Mathew Paust said...

Post modern anti-romantic? I don't remember that one, but I have no desire to see.

George said...

Some of the TWILIGHT ZONE endings got too cute. And, like most of the O. Henry endings, the woman always dies.

seana graham said...

Yes, I was going to say that sounds a tad misogynistic for my taste. And how could anyone do that to the lovely Jean Marsh. I'll have to try and watch it just to see her before she so universally known as "Rose".

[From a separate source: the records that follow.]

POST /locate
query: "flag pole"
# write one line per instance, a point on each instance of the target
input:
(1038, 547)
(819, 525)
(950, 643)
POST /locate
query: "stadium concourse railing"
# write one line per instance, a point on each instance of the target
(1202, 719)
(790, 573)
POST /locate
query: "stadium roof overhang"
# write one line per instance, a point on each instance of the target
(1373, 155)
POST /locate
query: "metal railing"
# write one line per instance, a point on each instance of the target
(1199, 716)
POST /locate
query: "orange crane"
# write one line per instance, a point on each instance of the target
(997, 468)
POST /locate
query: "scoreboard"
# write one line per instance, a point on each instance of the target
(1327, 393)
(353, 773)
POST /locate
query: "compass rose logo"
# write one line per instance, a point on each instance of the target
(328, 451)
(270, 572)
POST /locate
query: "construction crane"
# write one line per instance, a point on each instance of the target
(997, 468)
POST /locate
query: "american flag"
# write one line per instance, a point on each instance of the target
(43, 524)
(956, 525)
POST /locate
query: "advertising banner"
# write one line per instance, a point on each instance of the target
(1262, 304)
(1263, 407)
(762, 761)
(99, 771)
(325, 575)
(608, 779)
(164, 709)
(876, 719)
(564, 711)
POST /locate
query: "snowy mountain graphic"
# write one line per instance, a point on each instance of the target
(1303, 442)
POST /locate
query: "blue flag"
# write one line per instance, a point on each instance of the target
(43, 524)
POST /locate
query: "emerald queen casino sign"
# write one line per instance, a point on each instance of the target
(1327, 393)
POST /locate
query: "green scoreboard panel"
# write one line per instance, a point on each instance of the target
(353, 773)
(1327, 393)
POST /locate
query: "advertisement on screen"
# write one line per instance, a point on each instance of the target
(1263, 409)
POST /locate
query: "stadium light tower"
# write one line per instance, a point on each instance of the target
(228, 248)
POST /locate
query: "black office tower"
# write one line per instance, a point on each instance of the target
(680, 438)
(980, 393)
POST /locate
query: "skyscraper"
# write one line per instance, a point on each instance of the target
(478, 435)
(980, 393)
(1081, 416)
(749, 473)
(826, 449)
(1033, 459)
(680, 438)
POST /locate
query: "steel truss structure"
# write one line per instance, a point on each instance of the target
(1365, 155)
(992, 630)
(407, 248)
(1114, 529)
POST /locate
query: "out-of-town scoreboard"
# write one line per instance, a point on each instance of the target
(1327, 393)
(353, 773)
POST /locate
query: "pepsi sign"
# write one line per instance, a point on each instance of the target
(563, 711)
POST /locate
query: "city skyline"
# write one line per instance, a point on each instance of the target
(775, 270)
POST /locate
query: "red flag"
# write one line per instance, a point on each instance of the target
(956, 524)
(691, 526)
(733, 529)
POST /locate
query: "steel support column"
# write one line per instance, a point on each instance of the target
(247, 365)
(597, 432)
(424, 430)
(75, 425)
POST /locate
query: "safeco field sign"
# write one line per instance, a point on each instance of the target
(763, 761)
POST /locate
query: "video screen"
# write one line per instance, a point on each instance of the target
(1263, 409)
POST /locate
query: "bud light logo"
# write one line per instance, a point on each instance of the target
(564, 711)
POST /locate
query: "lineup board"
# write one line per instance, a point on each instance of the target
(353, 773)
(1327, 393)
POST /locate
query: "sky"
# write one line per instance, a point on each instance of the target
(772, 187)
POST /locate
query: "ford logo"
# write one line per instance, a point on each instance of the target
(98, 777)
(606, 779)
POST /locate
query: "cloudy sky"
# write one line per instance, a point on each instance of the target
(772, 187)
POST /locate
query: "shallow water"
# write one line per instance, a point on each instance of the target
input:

Sergio (Tipping My Fedora) said...

I quite like the ending though because , while blunt, it suits the harder SF shell it inhabits and seems the right way to make the character accepting reality - whereas the likes of the sublime WALKING DISTANCE are fantasies, where that sort of ending makes more sense.

Cap'n Bob said...

What I saw here was snippets of the episode drowned out by some totally mismatched music. But I got enough to get the plot.

Todd Mason said...

"Time Enough at Last" has, fwiw, a Lyn Venable ending...as it's easily the most famous thing about Ms. Venable's literary career. Damon Knight's "To Serve Man" and Jerome Bixby's "It's a GOOD Life..." likewise belonging to their authors, much as too few want to admit about Robert Bloch's PSYCHO albeit at least enough think about Shirley Jackson's THE HAUNTING OF HILL HOUSE.

Yes, too many Serling scripts were thin rewrites of better stories by others, or half-baked notions never fleshed out well enough. He needed to rely more on his stable of writers, but it didn't help, for example, when Charles Beaumont began to succumb to his Way Early Alzheimer's.

Yes, shooting the Jean Marsh robot would not be the behavior one would prefer. "Helen O'Loy" by Lester Del Rey is indeed a rather good and important story, one which tends to be misinterpreted (the robot there was programmed via the sappiest sort of soap opera), and the ending is definitely one which I think you would approve of, Patti, both as a matter of craft and as as matter of human drama. A little more imitation of a better story might've served everyone well here.